一般に暗号を含むセキュリティの研究は、他の分野に比べて利用者がその効果を感じづらいと思っています。例えば、既存のサービスなどに対して攻撃方法を発見し、それに対策をする営みはセキュリティ分野では一般的ですが、この営みにより利用者から目に見える効果があるのは稀です。通常は、対策によりセキュリティインシデントは未然に防げるが、何かできることが増えたわけではないからです。
実際にはこれらの営みも非常に重要なのですが、大学で暗号分野に足を踏み入れて研究を進めるにつれ、個人の志向として「せっかく研究するのだったら、できることが増えることをやりたい」と思うようになりました。そのときの考えが、自分の専門とする暗号と「今まで外に出せなかったデータを流通できるようにする」という“できること”がリンクした現在の研究テーマにつながっていると思います。

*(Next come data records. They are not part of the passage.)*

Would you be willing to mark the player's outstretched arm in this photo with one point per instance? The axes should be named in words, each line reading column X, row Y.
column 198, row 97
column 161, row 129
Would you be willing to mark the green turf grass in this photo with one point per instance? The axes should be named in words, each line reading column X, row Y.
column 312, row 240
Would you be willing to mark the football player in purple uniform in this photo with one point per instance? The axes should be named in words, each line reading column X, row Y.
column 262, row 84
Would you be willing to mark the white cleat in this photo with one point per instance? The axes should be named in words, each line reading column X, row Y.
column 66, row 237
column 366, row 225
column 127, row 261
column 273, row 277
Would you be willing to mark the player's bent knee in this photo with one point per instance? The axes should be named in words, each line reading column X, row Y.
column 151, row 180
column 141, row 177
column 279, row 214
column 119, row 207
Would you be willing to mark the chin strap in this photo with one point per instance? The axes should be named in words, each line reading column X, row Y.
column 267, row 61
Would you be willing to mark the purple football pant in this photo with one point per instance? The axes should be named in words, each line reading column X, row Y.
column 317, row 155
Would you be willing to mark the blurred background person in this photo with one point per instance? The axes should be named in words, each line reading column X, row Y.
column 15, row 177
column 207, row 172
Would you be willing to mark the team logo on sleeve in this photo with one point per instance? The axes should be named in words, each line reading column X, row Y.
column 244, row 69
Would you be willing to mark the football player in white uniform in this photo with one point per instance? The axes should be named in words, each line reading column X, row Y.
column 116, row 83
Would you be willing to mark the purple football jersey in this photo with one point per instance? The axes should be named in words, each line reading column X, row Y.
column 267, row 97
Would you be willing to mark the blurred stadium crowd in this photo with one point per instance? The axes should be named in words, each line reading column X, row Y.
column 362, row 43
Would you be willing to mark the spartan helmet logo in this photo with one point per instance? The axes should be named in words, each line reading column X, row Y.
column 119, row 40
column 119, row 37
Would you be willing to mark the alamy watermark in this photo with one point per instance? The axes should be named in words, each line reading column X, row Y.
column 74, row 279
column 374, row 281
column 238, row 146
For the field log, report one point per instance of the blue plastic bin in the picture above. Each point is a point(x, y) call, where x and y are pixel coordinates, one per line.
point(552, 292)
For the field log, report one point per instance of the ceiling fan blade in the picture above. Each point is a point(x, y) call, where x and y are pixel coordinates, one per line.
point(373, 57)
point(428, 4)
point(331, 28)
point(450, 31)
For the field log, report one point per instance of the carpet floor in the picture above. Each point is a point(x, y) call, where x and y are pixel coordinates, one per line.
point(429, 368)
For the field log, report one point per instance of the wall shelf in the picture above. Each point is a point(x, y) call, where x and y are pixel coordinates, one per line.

今まで外に出せなかったデータ、例えば企業の機密情報などを出してもらうために、技術では何ができるでしょうか。外に出せないデータはそもそも他者に知られたくないものだと思われるので、他人に見られてしまうことは避けたいと考えられます。これは一見、暗号化して流通させれば他人が見られなくなりそうですが、流通したデータは利用(分析)するためにどこかで一度復号する必要があり、結局そこで他人に見られてしまいます。言い換えると、データを「分析する」ために「見る」ことは必要条件になっており、切り離すことができません。しかし、このままでは他人に見られたくないデータを流通させることは困難に思えます。
この仕組みの限界を突破するために、技術を使って「見る」ことと「分析する」ことを切り離すことはできないでしょうか。私が、今主に取り組んでいる秘密計算技術は、暗号化したまま分析を行う技術です。この技術では、分析結果を計算する際にもデータは暗号化されたままのため、誰も元のデータを見ることなく分析結果を得ることができます。言い換えると、「分析する」ことはできるが「見る」ことはできないという状況を、暗号技術を用いて実現しているととらえることができます。
当然、良いことばかりではなく分析速度の低下などのデメリットもあるのですが、諸先輩方の先見の明と継続的な研究開発のおかげで一定のレベルで動くシステムができており、NTTコミュニケーションズからも商用サービスが開始されています。
現在、この技術は学術・産業界で注目を集め、Googleをはじめ多数の会社や大学が参入してきているため、今はしっかり優位性を確保できるための機能拡充や性能向上の研究開発を行っています。加えて、よりこの技術が広まって使われるようISO/IECで国際標準の策定をエディタとして主導することや、複数社での業界団体をつくり業界標準を提案していく活動も行っています。
今後は本技術やその他の技術も組み合わせ、AI(人工知能)時代のデータガバナンスを実現するためのトラステッド・データスペースの構築に貢献していきたいと考えています。